As I noted a couple of weeks ago, bringing in Sir Tim Berners-Lee to help the UK government open up access to government data probably seemed like a good idea at the time, but I do wonder whether they really know what is going to hit them. Here, Sir Tim provides a hint of what he will be looking for:
Government data is being put online to increase accountability, contribute valuable information about the world, and to enable government, the country, and the world to function more efficiently. All of these purposes are served by putting the information on the Web as Linked Data. Start with the "low-hanging fruit".
Whatever else, the raw data should be made available as soon as possible. Preferably, it should be put up as Linked Data. As a third priority, it should be linked to other sources. As a lower priority, nice user interfaces should be made to it -- if interested communities outside government have not already done it.

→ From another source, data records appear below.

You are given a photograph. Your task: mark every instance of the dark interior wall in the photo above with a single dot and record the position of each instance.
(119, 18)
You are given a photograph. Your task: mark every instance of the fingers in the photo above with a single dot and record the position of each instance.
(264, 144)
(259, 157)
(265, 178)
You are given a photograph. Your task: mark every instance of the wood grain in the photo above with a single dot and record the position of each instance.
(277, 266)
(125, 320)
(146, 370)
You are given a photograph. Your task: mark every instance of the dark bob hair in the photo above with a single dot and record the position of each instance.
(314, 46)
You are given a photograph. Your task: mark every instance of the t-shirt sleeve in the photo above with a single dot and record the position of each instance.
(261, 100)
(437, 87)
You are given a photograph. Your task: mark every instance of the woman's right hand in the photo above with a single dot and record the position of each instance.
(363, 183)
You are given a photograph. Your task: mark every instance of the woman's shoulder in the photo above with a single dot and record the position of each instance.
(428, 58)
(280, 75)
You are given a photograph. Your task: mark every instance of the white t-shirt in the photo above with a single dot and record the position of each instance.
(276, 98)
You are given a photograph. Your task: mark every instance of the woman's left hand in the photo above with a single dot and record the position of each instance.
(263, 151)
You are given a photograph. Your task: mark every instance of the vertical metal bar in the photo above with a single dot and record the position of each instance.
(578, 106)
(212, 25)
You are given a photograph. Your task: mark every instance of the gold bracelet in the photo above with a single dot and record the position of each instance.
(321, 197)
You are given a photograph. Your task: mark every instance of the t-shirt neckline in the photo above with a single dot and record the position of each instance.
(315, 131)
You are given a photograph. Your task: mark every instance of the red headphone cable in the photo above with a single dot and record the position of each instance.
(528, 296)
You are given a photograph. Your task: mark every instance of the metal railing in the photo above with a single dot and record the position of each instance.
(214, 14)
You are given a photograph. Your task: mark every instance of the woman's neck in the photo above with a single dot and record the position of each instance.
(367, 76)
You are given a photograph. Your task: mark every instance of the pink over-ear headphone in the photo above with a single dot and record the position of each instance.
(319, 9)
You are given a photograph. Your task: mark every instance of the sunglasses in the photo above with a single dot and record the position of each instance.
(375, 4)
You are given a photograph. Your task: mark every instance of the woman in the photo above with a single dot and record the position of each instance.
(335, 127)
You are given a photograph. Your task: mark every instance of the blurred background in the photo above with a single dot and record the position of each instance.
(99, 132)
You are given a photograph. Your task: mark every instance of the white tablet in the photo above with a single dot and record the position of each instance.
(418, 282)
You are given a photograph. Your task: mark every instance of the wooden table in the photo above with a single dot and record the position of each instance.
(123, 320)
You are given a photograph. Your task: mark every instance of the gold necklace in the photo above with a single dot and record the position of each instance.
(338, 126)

The Linked Data technology, unlike any other technology, allows any data communication to be composed of many mixed vocabularies. Each vocabulary is from a community, be it international, national, state or local; or specific to an industry sector. This optimizes the usual trade-off between the expense and difficulty of getting wide agreement, and the practicality of working in a smaller community. Effort toward interoperability can be spent where most needed, making the evolution with time smoother and more productive.
That's the abstract: the rest of the post provides some practical suggestions as to how government data can be put online to best effect. Worth reading for a sense of what might happen – and to see just how far Sir Tim succeeds in overcoming the Whitehall inertia.